The competition watchdog said it found evidence to suggest that CK Hutchison should have sold its passive infrastructure assets to an alternative buyer rather than market leader Cellnex

UK’s Competition and Markets Authority (CMA) has raised concerns over a UK telecom tower deal between Spain's Cellnex and Hong Kong's CK Hutchison, saying it could lead to higher prices and lower quality services for network operators.

The competition watchdog said on Tuesday it found evidence to suggest that CK Hutchison should have sold its passive infrastructure assets, including towers and masts, to an alternative buyer rather than market leader Cellnex.

Last year, Cellnex said it would buy 24,600 telecom towers across Europe from CK Hutchison, which owns the Three mobile network in the UK, for 10 billion euros ($11.81 billion).

At the time it was reported that the acquisition would add nearly 24,600 towers to Cellnex's 60,000 masts across Europe including nearly 6,000 mobile phone masts across the UK.

After the completion of Phase 1 of its investigation in May, the CMA found that the deal raises competition concerns in relation to the independent supply of passive infrastructure assets.

A sale to a firm other than Cellnex, the largest independent supplier of mobile towers in the UK, would help sustain healthy competition, the CMA said.

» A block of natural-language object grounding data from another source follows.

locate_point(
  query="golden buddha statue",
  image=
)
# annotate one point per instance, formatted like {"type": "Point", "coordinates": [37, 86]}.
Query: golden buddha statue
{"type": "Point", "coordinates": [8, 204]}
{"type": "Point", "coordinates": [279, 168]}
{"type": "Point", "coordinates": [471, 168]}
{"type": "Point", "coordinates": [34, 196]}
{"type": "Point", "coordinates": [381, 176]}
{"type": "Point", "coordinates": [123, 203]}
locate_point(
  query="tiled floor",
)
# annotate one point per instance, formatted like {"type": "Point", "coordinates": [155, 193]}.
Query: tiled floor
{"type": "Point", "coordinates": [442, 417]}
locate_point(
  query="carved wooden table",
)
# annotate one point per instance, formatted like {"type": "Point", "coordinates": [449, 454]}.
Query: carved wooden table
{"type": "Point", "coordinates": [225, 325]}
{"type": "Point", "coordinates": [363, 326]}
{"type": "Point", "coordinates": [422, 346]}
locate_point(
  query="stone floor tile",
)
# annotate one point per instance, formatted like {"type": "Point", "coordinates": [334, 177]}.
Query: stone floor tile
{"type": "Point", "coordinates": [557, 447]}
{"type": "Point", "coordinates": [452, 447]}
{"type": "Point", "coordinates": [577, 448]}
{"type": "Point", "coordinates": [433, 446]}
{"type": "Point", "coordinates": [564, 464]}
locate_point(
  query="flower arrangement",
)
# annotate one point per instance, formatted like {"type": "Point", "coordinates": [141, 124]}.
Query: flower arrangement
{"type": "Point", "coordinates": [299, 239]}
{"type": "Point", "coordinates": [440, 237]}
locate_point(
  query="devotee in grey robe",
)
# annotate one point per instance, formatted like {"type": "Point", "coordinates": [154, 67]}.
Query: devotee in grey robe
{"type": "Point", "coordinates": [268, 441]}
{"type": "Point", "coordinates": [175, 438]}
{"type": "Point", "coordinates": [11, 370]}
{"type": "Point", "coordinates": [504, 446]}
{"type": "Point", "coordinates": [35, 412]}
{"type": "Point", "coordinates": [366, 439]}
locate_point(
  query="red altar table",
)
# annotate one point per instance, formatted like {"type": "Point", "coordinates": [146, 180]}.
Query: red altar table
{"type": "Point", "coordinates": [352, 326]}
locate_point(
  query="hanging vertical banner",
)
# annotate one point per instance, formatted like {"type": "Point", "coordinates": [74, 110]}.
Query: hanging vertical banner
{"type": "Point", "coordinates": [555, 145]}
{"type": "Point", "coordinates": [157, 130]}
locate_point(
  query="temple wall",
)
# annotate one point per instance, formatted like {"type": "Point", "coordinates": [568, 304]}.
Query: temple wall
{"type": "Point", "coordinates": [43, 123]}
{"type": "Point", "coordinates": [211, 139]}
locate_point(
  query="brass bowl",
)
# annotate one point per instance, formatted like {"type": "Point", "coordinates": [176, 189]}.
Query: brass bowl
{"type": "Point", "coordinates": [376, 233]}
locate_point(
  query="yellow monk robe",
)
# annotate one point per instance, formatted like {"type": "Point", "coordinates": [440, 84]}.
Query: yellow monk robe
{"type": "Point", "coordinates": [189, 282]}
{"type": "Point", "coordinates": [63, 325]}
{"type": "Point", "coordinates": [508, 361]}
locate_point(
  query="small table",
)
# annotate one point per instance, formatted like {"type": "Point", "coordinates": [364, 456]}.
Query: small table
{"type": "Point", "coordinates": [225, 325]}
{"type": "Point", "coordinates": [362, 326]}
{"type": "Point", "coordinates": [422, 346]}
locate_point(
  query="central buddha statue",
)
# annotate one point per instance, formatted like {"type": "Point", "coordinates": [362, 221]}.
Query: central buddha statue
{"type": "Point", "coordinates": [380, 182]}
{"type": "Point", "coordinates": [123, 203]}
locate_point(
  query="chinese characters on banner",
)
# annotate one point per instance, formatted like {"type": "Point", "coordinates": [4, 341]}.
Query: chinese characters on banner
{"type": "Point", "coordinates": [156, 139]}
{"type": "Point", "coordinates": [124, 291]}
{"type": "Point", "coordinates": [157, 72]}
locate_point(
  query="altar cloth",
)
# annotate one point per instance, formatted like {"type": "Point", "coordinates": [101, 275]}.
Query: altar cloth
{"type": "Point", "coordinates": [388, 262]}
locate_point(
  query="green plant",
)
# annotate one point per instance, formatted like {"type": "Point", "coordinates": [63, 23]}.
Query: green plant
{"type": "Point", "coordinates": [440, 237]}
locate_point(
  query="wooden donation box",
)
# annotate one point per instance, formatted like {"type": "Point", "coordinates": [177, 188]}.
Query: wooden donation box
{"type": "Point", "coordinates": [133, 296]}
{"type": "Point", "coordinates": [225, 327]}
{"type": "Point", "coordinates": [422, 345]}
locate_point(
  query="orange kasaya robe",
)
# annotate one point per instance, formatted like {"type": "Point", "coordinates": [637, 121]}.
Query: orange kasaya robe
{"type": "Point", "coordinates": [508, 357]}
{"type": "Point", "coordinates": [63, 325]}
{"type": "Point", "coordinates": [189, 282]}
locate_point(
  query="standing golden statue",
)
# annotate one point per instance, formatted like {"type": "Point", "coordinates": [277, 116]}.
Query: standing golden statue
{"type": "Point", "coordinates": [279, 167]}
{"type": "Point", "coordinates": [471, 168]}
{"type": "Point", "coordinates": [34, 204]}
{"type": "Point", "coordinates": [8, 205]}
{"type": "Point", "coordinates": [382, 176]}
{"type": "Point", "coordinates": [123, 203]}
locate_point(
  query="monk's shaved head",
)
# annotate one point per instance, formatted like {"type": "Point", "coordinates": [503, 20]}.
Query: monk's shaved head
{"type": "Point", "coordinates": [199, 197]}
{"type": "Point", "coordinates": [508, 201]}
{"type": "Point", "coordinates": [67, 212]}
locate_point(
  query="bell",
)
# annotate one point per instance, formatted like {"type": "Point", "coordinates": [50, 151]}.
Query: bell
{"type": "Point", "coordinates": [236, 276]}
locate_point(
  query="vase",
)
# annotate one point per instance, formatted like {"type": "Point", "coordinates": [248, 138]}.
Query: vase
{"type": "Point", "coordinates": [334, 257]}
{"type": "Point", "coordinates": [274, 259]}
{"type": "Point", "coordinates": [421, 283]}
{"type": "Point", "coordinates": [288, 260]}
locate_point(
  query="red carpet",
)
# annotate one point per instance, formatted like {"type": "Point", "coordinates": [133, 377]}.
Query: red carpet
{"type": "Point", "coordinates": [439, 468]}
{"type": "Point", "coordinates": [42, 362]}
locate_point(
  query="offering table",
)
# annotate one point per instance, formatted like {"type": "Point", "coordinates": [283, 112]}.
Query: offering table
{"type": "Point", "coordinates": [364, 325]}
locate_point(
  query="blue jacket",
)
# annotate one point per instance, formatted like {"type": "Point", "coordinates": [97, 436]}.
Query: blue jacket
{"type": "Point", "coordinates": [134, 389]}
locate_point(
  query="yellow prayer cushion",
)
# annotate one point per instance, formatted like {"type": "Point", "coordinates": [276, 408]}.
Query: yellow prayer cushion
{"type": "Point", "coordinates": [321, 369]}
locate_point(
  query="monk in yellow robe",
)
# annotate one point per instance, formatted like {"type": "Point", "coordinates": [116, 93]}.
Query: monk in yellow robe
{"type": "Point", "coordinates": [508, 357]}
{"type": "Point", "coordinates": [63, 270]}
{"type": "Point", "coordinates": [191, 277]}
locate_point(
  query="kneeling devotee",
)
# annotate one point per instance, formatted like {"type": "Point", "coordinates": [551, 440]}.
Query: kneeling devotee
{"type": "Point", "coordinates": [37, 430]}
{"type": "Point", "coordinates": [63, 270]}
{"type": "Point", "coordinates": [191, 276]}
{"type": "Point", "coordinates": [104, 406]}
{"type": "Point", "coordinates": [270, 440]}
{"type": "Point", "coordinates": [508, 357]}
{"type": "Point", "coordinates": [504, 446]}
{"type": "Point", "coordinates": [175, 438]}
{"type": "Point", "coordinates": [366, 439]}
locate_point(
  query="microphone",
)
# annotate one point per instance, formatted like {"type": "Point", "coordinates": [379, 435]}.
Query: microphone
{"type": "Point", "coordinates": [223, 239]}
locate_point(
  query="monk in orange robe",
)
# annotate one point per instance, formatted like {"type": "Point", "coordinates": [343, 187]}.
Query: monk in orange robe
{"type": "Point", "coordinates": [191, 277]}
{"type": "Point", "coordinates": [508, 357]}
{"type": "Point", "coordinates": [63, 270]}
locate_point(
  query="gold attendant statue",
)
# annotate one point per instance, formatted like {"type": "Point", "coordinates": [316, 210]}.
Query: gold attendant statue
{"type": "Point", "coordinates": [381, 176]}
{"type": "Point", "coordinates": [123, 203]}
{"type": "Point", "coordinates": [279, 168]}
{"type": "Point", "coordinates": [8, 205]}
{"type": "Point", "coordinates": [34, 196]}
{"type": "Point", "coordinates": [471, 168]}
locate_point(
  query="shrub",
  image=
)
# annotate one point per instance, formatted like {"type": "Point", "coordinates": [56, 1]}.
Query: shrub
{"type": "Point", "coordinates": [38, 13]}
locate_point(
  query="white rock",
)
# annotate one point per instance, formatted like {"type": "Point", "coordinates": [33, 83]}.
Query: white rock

It's important that services provided to mobile networks remain competitive so that the millions of businesses and consumers across the UK that use mobile phones can enjoy lower prices, said Mike Walker, chief economic adviser at the CMA.

Responding to CMA's statement, a Cellnex spokesperson said the company would review the regulator's findings and work closely with it to address the concerns.

Cellnex and CK Hutchison have five working days to offer legally binding proposals to the CMA to address the competition concerns identified.